Re: [PATCH 5/7] mm/migrate: add copy offload registration infrastructure
From: Zi Yan
Date: Thu Jun 11 2026 - 14:44:45 EST
On 11 Jun 2026, at 5:55, Karim Manaouil wrote:
> On Sun, May 24, 2026 at 07:16:55PM -0700, David Rientjes wrote:
>> On Wed, 20 May 2026, Garg, Shivank wrote:
>>
>>>>> +static bool migrate_offload_do_batch(int reason)
>>>>> +{
>>>>> + if (!static_branch_unlikely(&migrate_offload_enabled))
>>>>> + return false;
>>>>> +
>>>>> + switch (reason) {
>>>>> + case MR_COMPACTION:
>>>>> + case MR_SYSCALL:
>>>>> + case MR_DEMOTION:
>>>>> + case MR_NUMA_MISPLACED:
>>>>> + return true;
>>>>> + default:
>>>>> + return false;
>>>>
>>>>
>>>> What's the exact reason we don't do this for hotunplug etc? IOW, why do we make
>>>> this depend on a reason?
>>>
>>> Reason-based filtering could be a requirement for some users who want only specific
>>> use cases to go through DMA offload.
>>>
>>
>> +1, I think this makes a lot of sense; not all DMA offloads are created
>> equally and we may prefer to unburden them from being contended by
>> migrations that they are not intending to accelerate.
>>
>>> For the RFC, I introduced a placeholder to enable further discussion on which use cases
>>> should allow migration offload and whether offload users actually need this control?
>>>
>>> Your other point also makes sense: "If someone migrates a handful of folios, latency is
>>> likely more important (and batching less beneficial)."

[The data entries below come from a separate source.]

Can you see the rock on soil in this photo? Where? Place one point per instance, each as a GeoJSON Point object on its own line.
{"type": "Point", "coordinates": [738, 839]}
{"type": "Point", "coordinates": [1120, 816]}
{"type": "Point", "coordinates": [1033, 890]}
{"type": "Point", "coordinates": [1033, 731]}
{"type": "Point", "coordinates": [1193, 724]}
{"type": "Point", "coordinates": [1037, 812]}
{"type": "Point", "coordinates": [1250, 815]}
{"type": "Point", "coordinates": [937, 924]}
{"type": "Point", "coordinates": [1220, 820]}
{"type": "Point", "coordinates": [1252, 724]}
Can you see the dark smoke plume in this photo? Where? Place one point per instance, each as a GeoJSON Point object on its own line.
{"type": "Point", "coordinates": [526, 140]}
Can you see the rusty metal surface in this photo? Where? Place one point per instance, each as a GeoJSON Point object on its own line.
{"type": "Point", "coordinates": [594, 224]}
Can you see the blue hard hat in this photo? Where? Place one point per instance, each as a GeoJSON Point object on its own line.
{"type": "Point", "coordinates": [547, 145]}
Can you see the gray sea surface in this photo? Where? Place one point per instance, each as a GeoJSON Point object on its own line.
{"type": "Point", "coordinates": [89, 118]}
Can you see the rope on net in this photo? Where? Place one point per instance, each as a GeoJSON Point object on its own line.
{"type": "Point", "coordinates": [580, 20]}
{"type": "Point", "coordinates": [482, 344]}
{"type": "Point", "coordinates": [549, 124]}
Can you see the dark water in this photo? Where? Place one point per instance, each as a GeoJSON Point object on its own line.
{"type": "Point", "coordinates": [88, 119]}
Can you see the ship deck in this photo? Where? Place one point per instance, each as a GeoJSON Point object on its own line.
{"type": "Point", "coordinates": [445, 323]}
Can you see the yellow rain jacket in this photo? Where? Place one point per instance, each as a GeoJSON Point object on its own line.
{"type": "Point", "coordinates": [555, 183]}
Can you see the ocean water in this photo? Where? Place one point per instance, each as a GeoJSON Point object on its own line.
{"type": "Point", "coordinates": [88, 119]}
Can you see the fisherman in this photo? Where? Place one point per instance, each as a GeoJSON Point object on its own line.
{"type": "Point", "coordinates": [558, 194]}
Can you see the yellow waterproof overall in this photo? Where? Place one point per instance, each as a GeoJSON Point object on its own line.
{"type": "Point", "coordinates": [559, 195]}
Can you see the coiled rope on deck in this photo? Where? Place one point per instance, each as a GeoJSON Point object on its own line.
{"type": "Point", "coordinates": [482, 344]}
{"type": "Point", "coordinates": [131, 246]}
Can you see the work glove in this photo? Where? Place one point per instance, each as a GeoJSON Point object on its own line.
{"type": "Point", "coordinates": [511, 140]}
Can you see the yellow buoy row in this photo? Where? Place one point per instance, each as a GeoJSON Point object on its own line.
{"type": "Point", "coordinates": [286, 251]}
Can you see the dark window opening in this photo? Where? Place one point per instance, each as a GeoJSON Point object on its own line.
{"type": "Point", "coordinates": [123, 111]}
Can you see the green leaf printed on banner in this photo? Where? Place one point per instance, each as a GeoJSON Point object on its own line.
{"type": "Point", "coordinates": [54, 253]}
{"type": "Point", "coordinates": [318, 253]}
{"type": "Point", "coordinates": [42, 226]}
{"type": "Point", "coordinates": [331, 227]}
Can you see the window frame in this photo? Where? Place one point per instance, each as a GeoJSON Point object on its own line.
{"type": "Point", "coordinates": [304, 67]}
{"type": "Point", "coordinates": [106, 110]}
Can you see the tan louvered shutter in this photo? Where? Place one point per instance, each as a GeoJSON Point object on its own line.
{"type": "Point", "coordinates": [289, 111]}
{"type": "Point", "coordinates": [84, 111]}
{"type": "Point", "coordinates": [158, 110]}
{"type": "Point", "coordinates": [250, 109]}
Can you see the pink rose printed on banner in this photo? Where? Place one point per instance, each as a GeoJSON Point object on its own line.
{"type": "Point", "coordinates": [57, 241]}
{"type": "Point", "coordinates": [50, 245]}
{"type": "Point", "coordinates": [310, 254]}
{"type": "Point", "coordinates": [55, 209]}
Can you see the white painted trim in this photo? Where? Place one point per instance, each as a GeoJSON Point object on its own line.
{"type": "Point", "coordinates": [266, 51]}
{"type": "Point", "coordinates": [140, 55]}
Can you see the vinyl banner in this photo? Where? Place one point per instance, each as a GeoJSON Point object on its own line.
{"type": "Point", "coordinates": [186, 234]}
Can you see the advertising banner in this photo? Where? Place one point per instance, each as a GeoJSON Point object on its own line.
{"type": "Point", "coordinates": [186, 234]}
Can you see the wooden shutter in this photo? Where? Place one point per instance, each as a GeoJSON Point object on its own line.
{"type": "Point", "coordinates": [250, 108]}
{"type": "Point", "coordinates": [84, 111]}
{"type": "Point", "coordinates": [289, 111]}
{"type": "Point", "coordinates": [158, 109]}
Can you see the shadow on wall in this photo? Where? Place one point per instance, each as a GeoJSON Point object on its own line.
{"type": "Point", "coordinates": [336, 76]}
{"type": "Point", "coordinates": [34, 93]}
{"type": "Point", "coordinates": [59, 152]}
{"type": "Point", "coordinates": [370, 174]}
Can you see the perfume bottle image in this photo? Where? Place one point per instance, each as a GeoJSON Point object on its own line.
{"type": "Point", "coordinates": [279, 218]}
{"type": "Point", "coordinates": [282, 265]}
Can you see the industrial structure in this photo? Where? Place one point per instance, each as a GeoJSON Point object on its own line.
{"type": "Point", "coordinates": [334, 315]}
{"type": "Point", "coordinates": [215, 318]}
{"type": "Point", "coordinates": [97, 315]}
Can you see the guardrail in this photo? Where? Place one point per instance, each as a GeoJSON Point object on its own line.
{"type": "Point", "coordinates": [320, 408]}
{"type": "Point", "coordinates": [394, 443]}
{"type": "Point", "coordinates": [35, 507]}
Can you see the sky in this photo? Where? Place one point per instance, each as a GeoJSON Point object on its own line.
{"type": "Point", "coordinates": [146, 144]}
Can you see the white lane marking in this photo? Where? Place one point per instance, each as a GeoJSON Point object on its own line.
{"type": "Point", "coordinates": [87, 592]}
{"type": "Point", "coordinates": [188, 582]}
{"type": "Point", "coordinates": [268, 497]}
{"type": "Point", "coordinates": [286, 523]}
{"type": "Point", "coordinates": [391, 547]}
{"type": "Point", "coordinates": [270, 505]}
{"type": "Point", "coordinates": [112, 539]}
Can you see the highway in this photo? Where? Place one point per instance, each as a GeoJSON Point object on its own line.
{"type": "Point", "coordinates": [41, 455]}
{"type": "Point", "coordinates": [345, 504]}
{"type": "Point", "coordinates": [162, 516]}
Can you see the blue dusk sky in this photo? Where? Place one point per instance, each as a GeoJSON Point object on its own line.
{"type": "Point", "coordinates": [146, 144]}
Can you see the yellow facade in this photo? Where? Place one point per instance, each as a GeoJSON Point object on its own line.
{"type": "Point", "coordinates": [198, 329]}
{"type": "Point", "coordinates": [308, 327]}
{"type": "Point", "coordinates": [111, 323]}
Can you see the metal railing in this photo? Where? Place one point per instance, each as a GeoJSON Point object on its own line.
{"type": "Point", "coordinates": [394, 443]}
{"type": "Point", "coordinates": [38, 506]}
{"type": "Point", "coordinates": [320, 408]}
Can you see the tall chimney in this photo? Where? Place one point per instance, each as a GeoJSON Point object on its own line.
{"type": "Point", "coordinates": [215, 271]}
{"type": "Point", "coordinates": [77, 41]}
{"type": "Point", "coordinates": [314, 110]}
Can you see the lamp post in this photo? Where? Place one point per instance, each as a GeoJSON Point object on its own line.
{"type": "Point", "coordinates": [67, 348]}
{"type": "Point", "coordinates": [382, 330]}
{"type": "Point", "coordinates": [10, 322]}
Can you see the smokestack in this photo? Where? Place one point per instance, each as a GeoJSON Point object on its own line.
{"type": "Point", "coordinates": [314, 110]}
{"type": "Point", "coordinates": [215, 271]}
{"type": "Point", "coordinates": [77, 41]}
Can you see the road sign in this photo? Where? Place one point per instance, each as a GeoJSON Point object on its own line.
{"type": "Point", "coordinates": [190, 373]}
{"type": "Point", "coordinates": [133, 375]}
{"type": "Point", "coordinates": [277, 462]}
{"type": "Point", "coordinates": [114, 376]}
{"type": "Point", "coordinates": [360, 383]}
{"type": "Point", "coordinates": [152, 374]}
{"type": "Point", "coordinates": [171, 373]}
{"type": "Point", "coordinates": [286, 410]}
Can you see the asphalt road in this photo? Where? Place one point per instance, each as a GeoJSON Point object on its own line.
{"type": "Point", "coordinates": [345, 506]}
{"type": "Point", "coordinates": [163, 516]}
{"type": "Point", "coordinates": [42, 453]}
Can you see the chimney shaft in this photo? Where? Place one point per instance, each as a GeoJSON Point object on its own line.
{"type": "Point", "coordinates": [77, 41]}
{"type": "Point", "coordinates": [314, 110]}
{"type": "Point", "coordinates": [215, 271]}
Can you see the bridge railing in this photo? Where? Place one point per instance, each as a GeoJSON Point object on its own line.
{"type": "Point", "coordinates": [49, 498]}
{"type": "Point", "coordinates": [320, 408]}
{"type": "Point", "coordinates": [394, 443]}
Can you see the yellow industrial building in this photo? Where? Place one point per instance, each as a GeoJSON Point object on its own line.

>>> Based on this, we could either fully rely on batch size. I'll think more about this.
>>>
>>
>> There are, or will be, some offloads that must be used for certain types
>> of page migrations, like Confidential Computing. That's for functional
>> reasons, not a heuristic.
>>
>> We want to use certain hardware assists solely for promotion and demotion
>> of memory for tiering. We certainly wouldn't want those hardware assists
>> to be inundated by users doing tons of move_pages(2) on their own or by
>> best effort memory compaction in the kernel.
>
> One of the biggest arguments against using memory-offload accelerators for
> generic page migration is that user-mapped memory migration is dominated
> by rmap (unmapping before migration) and remove_migration_ptes() after
> memory copy. In my experiments with Intel DSA on Sapphire Rapid,
> assuming you're copying 4KiB pages at a deep queue depth (64/128 pages).
>
> 1. A single instance can achieve up to 30GB/s when counting
> only descriptor submission and polling for completion.
>
> 2. With DMA mapping overhead, which you usually have to do when you
> are behind an IOMMU, it's about 23GB/s in IOMMU passthrough mode,
> and 17GB/s in translated mode. That's still more than double the
> throughput achieved by a single CPU core at around 9GB/s.
>
> 3. The throughput drops significantly when measuring the
> completetion of the entire migrate_pages() at barely 1GB/s.
>
> Unmapping is about 50% of the total time and remove_migration_ptes() is
> about 40/45% in my experiments, which leaves only 5/10% on the table for
Do you have a breakdown of unmapping and remove_migration_ptes()?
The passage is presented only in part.